I've been saving these bits of essaying in hopes that I might eventually find some clever connection between them, but to my knowledge Stephin Merritt has never written any songs about giant squid, nor has Michael Chabon written any novels about sea beasties, and there seems little hope that such inspiration will strike either of them anytime soon. (Although I, for one, would eagerly purchase a copy of "The Amazing Adventures of Kavalier and Kraken.") So I may as well offer these morsels up in random order.
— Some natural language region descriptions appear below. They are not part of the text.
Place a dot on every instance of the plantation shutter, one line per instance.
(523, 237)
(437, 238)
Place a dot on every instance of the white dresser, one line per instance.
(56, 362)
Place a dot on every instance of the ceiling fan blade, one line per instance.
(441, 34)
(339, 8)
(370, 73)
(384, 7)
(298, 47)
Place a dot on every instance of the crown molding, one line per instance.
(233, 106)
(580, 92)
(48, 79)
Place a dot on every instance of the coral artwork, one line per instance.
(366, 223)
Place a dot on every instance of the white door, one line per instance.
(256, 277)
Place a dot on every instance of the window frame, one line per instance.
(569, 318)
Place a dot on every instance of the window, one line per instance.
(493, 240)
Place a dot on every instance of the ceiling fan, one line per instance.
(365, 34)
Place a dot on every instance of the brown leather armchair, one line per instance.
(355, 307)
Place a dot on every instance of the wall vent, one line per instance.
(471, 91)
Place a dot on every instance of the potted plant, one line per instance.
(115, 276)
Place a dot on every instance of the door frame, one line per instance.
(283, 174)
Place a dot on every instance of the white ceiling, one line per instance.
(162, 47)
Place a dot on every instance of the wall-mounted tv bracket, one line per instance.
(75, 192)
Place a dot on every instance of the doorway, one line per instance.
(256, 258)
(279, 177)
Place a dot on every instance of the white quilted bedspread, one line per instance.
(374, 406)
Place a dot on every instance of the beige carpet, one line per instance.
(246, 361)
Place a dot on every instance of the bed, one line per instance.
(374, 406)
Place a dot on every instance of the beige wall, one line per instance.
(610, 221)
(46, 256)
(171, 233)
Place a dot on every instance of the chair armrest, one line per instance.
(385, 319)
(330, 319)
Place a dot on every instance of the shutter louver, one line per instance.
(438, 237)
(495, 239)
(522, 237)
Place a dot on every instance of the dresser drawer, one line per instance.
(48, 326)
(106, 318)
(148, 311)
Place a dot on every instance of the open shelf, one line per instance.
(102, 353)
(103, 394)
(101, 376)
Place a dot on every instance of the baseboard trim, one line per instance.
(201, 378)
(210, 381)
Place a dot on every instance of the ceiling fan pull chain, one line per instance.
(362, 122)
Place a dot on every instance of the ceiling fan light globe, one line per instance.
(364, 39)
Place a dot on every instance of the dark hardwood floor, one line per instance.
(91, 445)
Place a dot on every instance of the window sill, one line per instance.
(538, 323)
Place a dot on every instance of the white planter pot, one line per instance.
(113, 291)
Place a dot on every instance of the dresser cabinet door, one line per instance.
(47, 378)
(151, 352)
First, a really lovely New Yorker essay about one scientist's ongoing search for the giant squid, a creature that has thoroughly terrified me since my family got stuck on a replica submarine at Walt Disney World when I was six. (Damn you, Jules Verne knockoff theme park attractions! You have doomed me to a life of fear!) I still find this creature wonderfully chilling, like nothing else really. It's got all the pefect elements of gothic horror: "Though the giant squid is no myth, the species, designated in scientific literature as Architeuthis, is so little understood that it sometimes seems like one. A fully grown giant squid is classified as the largest invertebrate on Earth, with tentacles sometimes as long as a city bus and eyes about the size of human heads. Yet no scientist has ever examined a live specimen—or seen one swimming in the sea. Researchers have studied only carcasses, which have occasionally washed ashore or floated to the surface. (One corpse, found in 1887 in the South Pacific, was said to be nearly sixty feet long.)" Yikes. What could be worse than being attacked by this: a massive, slippery, tentacled thing that almost no one has actually seen?
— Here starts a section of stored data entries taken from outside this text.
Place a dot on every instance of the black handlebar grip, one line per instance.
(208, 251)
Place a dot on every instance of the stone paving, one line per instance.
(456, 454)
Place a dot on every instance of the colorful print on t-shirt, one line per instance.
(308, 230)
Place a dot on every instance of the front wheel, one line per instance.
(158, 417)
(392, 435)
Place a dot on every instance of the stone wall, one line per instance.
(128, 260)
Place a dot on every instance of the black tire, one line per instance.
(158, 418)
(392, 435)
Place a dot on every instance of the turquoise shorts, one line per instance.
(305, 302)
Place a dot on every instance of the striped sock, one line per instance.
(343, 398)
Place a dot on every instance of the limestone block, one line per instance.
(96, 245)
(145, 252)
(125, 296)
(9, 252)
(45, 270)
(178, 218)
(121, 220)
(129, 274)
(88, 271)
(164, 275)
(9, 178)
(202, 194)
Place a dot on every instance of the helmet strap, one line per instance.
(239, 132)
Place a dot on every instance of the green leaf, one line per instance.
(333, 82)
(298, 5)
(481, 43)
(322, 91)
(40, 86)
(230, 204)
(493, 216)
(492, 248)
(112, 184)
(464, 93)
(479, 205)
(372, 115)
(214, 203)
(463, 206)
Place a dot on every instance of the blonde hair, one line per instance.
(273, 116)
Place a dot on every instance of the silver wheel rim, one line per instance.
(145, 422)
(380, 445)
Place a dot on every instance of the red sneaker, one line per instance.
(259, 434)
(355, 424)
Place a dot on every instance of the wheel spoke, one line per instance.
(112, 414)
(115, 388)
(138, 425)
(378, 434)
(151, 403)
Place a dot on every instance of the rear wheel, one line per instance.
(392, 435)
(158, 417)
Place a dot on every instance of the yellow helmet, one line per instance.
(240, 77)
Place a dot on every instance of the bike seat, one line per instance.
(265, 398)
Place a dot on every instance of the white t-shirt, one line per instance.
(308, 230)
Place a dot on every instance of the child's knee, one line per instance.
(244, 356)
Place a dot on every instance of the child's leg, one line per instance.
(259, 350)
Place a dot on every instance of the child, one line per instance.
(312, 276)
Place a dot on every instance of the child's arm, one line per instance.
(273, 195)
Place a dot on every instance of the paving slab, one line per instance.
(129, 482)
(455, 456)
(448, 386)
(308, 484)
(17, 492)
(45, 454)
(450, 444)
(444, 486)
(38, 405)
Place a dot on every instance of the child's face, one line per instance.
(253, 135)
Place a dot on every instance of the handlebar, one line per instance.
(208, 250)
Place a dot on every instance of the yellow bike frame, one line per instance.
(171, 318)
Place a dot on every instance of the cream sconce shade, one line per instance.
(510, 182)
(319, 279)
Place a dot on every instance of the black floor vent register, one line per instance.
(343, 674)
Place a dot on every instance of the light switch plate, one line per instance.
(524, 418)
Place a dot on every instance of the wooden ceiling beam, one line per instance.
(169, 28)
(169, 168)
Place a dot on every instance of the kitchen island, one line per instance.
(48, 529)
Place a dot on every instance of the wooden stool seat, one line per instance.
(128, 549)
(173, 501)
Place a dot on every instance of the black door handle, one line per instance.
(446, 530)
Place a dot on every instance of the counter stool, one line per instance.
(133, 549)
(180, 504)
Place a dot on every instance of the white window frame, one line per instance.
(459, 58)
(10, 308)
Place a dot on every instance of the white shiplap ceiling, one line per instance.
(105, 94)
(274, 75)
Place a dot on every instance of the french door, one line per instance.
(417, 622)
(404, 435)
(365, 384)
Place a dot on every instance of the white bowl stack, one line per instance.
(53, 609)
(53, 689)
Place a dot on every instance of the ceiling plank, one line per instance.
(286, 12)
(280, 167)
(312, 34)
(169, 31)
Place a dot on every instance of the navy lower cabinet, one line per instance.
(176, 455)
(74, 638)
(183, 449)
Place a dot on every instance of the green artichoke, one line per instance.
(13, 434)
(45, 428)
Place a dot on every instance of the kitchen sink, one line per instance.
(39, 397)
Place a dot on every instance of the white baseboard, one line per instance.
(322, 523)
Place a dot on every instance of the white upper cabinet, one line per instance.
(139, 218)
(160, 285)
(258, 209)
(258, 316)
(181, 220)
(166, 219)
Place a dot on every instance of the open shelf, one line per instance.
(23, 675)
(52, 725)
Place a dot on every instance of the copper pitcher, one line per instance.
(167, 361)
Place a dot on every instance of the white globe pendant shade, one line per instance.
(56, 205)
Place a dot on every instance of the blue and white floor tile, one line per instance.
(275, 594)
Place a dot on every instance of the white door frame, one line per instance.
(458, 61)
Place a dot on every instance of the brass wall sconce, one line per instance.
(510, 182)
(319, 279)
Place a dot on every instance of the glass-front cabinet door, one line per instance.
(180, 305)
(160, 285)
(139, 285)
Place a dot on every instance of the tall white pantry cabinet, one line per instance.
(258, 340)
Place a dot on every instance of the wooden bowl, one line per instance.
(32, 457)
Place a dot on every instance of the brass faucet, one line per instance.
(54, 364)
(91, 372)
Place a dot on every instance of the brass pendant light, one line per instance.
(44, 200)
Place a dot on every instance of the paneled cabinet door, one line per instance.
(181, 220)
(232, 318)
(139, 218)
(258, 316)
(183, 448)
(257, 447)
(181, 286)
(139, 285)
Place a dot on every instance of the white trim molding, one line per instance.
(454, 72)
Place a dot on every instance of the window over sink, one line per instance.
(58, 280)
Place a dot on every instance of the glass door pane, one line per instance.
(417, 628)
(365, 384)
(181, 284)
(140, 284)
And I suppose there is at least some connection between that monster and the next essay, a Michael Chabon piece on the legacy of gentlemanly ghost-story writer Montague Rhodes James, whose unseen, accidentally summoned horrors often sport the sort of fleshy protrubances that one generally assosiates with either squids or sex. Chabon compares James with the more famous writer he inspired, H. P. Lovecraft: "The contrast is particularly stark when it comes to their portrayal of the unportrayable. Lovecraft approaches Horror armed with adverbs, abstractions, and perhaps a too-heavy reliance on pseudopods and tentacles. James rarely does more than hint at the nature of his ghosts and apparitions, employing a few simple, select, revolting adjectives, summoning his ghosts into hideous, enduring life in the reader's mind in a bare sentence or two." Chabon goes on to make a too-short but still-rather-convincing argument that all short stories are, to some degree or another, ghost stories, depending as they do on a character's confrontation with a mentally buried past experience. (Flannery O'Connor might add that the form, ghostly or otherwise, hinges just as much on an encounter with the Other.) M. R. James has now taken a prime position among the books I hope to read this summer.
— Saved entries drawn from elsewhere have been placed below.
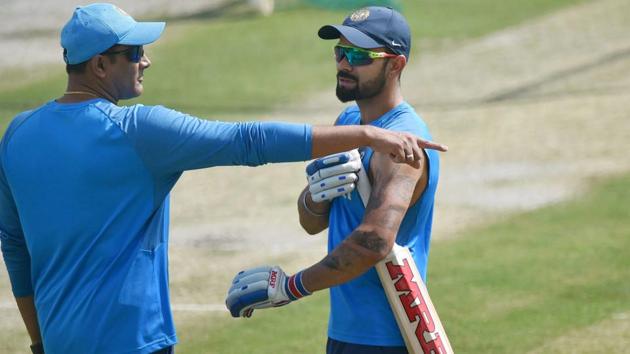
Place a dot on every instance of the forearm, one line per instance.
(355, 256)
(328, 140)
(313, 216)
(26, 305)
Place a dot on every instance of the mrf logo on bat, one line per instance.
(416, 307)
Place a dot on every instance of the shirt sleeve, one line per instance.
(170, 141)
(14, 250)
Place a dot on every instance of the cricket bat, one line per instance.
(408, 297)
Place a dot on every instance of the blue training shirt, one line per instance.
(359, 310)
(84, 210)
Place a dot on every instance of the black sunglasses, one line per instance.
(134, 53)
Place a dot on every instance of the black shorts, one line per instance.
(337, 347)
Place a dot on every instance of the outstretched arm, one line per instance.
(394, 188)
(401, 147)
(26, 305)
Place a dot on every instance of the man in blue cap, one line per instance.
(372, 51)
(85, 183)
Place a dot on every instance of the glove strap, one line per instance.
(294, 287)
(308, 210)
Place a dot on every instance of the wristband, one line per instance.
(294, 288)
(308, 209)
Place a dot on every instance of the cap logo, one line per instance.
(360, 15)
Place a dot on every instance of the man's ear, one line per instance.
(98, 64)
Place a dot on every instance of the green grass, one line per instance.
(506, 288)
(237, 67)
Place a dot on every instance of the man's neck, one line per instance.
(375, 107)
(78, 91)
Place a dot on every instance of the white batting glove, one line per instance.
(333, 175)
(263, 287)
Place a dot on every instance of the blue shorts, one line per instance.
(337, 347)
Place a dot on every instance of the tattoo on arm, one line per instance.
(341, 258)
(369, 240)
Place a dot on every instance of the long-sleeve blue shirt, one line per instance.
(84, 212)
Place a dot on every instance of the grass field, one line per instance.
(507, 288)
(235, 68)
(550, 281)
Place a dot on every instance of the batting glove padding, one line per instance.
(334, 175)
(263, 287)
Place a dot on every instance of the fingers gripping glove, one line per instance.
(263, 287)
(334, 175)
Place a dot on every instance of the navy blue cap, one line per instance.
(373, 27)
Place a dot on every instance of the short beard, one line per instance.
(363, 91)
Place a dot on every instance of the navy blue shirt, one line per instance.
(84, 201)
(360, 312)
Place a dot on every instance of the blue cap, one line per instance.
(373, 27)
(95, 28)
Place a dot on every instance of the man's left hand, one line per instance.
(263, 287)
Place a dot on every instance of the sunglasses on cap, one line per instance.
(134, 53)
(358, 56)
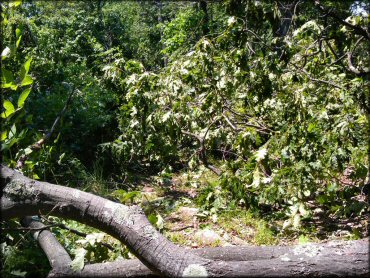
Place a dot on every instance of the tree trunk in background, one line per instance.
(205, 21)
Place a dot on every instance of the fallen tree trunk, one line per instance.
(23, 196)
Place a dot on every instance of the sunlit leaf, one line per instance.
(79, 261)
(22, 98)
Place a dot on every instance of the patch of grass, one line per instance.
(247, 227)
(178, 238)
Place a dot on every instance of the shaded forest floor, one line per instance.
(193, 215)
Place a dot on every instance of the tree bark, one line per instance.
(23, 196)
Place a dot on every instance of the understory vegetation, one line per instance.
(229, 122)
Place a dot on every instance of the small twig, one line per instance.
(317, 80)
(351, 67)
(37, 146)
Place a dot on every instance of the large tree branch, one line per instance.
(263, 256)
(23, 196)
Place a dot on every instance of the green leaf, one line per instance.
(260, 154)
(9, 109)
(22, 98)
(4, 135)
(7, 79)
(15, 3)
(18, 41)
(27, 81)
(160, 222)
(79, 261)
(25, 68)
(5, 53)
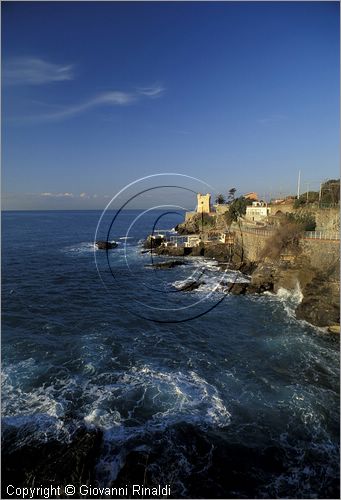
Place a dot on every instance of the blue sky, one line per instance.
(98, 94)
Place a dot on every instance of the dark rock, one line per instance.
(153, 242)
(193, 285)
(106, 245)
(166, 265)
(321, 299)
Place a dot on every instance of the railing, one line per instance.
(315, 235)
Finally, I am happy to report that Stephin Merritt, better known for his own brilliant musical work, has returned -- if only for a brief moment -- to excoriating the work of lesser artists, and noting the unsung talents as well. He gets a nice, thick column in last Sunday's New York Times, wherein he pans Morrissey's backup band and praises Gomez, Delays and The Real Tuesday Weld, of whom he drolly raves: "No style or tempo lasts more than four minutes, making the record fun for actually listening to, without feeling one should really do the dishes now."
Posted by mesh at May 19, 2004 04:32 PM | TrackBackIf you're jonesing for a song about a giant squid, Jonathan Coulton has one. It's called "I Crush Everything", and you can download it here free for nothin':
http://www.jonathancoulton.com
Posted by: Francis at May 28, 2004 06:06 AMThat was the best lonely giant squid-narrated song I have ever heard. The part about the dolphins being phonies particularly resonated with me. They so are.